The means of Data Collection is the internet. The internet exists by a user entering and transmitting data, that data being routed through a server, so the server can differentiate what you’re looking for, and transmitting the results of your request back to you. Data production is inherent to the internet. Data Collection is required for the internet to function.

As I understand it, there are two options. Functional Data collection and Predictive data collection. Functional Data collection is where nothing is stored. I request a webpage, the server delivers that page, and then clears anything related to it. No data is stored because the request has been satisfied. Predictive data collection is where some information about me is stored on the server. A user in the United States has requested Facebook. There are x users in the United States who request Facebook, and they make up y% of all users who request Facebook. The user spent this much time, clicked on this many pages.

The difference between predictive and functional data is the intention of the owner of the webpage.

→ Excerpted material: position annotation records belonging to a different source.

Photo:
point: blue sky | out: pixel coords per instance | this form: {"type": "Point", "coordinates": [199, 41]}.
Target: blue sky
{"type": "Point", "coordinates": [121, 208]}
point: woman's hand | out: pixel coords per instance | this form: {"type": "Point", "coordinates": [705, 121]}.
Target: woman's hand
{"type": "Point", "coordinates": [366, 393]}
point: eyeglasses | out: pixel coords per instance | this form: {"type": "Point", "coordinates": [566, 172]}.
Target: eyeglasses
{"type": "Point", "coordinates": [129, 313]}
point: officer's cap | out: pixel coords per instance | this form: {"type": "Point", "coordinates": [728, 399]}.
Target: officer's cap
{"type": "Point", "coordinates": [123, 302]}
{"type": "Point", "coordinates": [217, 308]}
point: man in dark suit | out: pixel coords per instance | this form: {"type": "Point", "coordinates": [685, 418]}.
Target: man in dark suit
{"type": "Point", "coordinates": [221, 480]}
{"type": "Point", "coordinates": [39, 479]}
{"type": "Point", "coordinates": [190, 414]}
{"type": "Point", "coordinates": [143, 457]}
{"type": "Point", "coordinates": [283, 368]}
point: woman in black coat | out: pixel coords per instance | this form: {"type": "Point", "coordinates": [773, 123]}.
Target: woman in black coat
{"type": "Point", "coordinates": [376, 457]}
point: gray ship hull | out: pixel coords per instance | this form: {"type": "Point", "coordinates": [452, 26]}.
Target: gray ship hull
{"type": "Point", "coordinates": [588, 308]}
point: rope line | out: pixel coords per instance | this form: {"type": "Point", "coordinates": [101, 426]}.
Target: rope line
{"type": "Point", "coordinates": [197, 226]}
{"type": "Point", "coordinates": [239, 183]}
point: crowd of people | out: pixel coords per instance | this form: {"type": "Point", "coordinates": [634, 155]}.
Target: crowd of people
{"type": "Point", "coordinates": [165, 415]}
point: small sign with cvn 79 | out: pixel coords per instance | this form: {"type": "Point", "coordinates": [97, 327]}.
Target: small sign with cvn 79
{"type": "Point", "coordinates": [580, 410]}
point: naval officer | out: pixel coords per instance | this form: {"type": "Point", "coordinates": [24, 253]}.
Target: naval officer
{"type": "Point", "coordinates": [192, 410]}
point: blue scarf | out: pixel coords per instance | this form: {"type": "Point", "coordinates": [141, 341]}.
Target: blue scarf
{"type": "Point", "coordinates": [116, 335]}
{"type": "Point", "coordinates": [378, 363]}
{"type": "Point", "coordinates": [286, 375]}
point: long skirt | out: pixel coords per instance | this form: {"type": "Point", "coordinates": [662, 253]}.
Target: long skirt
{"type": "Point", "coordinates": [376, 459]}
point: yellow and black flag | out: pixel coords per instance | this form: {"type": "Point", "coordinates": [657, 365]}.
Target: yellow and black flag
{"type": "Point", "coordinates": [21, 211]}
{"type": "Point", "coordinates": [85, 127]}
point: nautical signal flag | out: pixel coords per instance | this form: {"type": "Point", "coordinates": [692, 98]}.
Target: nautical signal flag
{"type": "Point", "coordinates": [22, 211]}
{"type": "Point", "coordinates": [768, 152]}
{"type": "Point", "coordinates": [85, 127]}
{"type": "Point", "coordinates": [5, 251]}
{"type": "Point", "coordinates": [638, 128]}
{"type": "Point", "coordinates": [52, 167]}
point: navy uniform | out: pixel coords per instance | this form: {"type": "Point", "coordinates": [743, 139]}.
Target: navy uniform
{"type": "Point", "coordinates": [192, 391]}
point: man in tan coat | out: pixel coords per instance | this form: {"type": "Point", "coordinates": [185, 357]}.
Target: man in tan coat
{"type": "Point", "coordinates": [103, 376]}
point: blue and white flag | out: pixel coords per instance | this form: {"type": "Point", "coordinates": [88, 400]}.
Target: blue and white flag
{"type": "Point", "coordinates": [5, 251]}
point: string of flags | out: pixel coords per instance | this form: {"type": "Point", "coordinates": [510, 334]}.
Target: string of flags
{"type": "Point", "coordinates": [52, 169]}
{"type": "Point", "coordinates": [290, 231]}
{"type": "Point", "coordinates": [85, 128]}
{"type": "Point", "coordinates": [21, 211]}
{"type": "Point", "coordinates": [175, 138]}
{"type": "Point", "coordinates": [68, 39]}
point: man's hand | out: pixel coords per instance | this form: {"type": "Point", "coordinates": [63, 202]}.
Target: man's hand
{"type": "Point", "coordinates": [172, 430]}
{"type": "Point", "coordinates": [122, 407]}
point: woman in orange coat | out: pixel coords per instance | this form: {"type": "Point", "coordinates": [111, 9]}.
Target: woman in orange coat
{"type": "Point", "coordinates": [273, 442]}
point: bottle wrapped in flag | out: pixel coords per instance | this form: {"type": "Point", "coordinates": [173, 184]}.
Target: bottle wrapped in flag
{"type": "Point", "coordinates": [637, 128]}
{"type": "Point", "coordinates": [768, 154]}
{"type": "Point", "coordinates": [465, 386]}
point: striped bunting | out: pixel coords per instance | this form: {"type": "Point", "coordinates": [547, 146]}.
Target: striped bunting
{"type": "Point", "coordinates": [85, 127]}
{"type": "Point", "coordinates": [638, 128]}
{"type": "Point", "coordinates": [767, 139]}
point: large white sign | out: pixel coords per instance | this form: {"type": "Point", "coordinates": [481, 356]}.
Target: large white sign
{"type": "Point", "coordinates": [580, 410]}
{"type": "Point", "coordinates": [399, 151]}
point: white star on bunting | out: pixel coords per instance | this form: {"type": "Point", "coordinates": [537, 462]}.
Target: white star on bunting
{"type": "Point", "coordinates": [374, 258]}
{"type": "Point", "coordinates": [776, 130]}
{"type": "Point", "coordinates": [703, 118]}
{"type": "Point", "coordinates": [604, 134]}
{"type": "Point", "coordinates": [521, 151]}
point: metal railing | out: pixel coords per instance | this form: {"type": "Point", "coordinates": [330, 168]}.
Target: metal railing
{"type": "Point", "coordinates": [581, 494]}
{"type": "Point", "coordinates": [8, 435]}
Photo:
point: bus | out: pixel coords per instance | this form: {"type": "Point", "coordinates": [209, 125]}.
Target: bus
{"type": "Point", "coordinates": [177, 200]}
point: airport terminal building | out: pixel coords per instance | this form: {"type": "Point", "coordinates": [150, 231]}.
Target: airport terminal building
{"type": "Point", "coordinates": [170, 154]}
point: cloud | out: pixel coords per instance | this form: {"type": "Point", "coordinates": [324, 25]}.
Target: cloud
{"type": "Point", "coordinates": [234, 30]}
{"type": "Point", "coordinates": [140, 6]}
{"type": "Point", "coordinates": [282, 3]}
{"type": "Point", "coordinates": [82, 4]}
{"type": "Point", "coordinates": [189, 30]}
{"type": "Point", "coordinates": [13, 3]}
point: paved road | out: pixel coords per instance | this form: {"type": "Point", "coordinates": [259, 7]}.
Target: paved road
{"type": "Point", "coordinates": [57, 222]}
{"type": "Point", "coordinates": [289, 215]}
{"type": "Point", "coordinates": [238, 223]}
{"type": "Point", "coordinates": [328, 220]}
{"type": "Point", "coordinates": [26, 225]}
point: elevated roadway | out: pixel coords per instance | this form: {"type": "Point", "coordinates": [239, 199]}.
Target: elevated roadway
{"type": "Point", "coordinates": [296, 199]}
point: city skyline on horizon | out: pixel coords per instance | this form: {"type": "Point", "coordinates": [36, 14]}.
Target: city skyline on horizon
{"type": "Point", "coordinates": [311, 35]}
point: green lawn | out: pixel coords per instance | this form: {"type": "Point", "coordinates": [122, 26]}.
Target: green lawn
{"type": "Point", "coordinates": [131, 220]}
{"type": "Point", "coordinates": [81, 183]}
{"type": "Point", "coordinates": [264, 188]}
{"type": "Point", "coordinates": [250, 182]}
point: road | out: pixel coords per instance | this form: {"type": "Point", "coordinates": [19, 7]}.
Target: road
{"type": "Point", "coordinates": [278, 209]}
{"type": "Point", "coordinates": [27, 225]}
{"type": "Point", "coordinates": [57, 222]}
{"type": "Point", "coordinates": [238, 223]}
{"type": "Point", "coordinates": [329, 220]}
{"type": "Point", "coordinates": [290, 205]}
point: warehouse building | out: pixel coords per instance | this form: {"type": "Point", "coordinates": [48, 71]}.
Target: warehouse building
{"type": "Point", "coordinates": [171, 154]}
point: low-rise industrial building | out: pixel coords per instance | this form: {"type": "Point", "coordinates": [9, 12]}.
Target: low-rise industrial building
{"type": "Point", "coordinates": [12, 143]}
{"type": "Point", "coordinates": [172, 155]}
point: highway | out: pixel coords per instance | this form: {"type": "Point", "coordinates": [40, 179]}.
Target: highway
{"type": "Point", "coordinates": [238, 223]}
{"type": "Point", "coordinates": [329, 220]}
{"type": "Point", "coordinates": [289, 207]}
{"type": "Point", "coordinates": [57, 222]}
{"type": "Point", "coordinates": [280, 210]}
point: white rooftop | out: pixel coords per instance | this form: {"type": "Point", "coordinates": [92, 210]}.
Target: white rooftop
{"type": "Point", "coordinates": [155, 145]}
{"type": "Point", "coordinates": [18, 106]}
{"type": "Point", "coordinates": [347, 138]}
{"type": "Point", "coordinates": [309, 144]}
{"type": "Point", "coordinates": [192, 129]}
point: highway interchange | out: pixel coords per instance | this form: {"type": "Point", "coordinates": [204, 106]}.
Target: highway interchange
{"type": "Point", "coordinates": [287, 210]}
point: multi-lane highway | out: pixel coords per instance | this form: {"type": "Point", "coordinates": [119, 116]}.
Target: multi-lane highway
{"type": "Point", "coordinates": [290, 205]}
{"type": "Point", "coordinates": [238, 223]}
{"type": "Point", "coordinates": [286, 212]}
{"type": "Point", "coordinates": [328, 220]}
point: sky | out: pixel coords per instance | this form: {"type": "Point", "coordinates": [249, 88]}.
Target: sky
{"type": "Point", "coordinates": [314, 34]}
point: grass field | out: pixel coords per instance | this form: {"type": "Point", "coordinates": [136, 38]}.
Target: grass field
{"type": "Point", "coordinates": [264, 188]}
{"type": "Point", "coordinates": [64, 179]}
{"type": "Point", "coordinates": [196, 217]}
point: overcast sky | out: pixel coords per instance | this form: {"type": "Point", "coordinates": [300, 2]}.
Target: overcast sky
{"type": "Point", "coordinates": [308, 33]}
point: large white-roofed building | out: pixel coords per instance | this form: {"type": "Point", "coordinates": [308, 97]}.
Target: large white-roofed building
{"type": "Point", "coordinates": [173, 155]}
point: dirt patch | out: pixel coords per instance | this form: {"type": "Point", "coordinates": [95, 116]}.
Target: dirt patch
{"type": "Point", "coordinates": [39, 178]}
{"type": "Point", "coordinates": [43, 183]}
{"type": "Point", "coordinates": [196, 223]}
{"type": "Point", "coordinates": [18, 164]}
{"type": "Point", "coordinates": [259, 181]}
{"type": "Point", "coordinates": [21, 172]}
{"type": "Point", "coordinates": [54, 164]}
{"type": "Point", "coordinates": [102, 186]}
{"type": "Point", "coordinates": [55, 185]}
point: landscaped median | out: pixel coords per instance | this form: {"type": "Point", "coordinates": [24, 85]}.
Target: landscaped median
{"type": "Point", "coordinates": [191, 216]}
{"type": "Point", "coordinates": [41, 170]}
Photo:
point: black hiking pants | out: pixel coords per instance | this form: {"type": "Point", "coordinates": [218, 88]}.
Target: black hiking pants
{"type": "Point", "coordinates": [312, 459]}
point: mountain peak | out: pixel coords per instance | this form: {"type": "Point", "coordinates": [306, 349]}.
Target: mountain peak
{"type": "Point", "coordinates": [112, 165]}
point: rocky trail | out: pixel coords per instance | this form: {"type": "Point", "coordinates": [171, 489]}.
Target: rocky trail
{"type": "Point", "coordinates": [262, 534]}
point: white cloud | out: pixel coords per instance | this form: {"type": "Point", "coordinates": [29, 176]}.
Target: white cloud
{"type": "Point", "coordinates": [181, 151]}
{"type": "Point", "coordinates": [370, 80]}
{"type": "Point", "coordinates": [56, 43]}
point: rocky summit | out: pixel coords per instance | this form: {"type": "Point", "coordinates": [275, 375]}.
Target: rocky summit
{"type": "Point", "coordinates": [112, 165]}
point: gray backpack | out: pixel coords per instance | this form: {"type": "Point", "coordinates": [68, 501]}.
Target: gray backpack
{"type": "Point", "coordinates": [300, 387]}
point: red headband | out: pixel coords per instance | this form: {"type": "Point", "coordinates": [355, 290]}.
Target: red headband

The same data is required for both kinds, and most webpage owners want to learn the behaviors of their users in order to offer a differentiated product. I say again: The data produced through simply requesting a webpage is required in either case.

We have no moral dilemmas yet because this so far is a function of hosting a webpage and making it accessible to users. We do have an important question: Who owns the data that was produced and stored?

Ownership might be the wrong way of thinking about it. The Data describes the path taken to reach a webpage, and the owner of the webpage owns that report. It’s an output of paths taken by visitors. It’s like a restaurant with a map that lets you pin where you’re from. The patrons don’t own the pins.

So what if the restaurant started selling the information on the pins? One visitor was on vacation from Alaska, so Burlington Coat Factory might pay to be able to know that there is a customer in Alaska who needs a coat. If I was the Alaskan, I would be understandably a little upset that that little piece of information was sold to another company. It would be a good practice for the Restaurant to notify patrons that Pins that can be monetized, will be.

We could argue that we don’t know the full extent of what data is collected by companies like Facebook. Certainly the obvious things: If I upload photos or write messages, it would be like the restaurant taking a picture of it’s Alaskan customers and posting it on the wall, along with a post it note bearing a short message. It would make sense that, once posted, you have no claims to it, even if you don’t know the full extent of what data is collected.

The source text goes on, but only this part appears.